The opening track ‘The Blood Red’ features some very impressive guitar playing in the opening sequence, something that Cory never really got to show off with GWAR. And indeed, throughout the album, Cory’s ability on guitar is proven again and again in ways you may not have heard before.
Melodic at times and heavier than a mountain at others; ‘When World’s Collide’ is overall though for fans of something heavier than GWAR. Cory’s Death Metal growls and his guitar on top of double bass drums make for some Slayer-esque listening, but with little in the way of surprise. Based on the fact that this is a solo album by someone trying to strike it out on their own merit, it is the guitar licks that Smoot himself plays that carry this album. The vocals are nothing special, and although I’m sure each song has good lyrics, they become hard to understand through the way to album was mixed with the guitar sound on top of all else. Quiet vocal moments become totally drowned out by the guitar wailing over it. In complete contrast to this you’ll find that Cory’s solos, his chance to really shine as a guitarist, are quietened into the background. As Cory himself recorded the vocals for this album I would have liked to hear his vocals in equal contrast to his riffs. But sadly I could not.

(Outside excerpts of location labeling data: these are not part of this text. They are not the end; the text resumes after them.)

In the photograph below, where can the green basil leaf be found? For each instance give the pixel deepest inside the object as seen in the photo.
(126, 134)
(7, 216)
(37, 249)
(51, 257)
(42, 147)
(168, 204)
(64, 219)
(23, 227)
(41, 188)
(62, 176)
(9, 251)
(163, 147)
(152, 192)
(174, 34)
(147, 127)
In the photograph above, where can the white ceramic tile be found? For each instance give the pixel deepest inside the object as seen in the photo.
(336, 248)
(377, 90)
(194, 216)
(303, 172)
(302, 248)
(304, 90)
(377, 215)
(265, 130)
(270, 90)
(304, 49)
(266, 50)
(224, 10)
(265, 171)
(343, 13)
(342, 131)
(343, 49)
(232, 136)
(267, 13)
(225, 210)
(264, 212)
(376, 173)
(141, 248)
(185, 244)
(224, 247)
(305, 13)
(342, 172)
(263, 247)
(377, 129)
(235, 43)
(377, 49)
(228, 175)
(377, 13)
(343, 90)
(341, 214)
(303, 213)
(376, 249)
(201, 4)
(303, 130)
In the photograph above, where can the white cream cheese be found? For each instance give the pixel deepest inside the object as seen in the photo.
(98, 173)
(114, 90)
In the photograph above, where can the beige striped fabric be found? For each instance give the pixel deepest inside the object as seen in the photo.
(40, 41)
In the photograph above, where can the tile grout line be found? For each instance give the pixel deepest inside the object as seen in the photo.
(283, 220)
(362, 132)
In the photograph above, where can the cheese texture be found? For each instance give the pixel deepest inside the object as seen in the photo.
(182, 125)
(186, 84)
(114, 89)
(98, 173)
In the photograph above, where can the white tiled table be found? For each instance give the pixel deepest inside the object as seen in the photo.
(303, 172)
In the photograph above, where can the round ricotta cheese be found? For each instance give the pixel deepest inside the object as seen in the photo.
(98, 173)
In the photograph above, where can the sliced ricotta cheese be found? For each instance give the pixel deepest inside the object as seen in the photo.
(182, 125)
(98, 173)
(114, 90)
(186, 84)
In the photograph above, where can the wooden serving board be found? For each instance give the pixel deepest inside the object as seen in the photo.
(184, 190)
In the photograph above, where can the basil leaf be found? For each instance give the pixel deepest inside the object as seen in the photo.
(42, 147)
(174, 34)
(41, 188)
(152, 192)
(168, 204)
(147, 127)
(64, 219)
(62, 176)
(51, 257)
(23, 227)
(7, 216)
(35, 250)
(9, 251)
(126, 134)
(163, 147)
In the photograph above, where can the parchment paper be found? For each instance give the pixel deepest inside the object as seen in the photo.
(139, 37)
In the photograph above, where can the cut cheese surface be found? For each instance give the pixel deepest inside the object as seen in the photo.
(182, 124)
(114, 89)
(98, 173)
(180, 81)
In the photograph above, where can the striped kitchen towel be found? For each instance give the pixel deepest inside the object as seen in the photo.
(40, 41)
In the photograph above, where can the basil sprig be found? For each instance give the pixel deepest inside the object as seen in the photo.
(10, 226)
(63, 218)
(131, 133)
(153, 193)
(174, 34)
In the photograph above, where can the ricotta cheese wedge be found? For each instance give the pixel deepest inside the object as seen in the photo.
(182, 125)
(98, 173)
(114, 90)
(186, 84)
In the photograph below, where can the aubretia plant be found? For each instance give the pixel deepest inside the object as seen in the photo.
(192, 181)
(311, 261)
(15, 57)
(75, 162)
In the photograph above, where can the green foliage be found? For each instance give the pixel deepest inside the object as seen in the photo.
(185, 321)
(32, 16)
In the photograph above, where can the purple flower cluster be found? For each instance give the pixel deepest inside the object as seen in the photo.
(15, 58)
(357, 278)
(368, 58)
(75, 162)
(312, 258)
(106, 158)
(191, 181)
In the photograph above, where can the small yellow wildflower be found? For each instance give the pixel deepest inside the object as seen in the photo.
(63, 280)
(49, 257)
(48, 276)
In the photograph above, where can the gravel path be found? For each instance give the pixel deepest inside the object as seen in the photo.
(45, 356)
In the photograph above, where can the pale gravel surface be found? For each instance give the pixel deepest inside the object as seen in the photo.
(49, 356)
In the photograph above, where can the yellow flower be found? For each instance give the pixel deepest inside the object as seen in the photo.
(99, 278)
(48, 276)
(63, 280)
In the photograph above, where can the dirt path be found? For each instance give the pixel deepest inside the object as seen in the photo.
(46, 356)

This is a really confusing album that tries hard to make you want to like it. But as I said, nothing special. The best track in my opinion is the last track ‘Sloth Loves Chunk’. A melodic track, with an obvious titular tribute to the 80’s film ‘The Goonies’. It’s a funky slap-bass instrumental in which, in my opinion, the way the entire album should have been done.
I can see how this album may not be everyone’s cup of tea, indeed it’s not mine, but there is no doubt fans of GWAR and Cory Smoot will delight in the musicianship on display.
All proceeds from this album will be donated to The Smoot Family Fund to help provide for Cory’s family.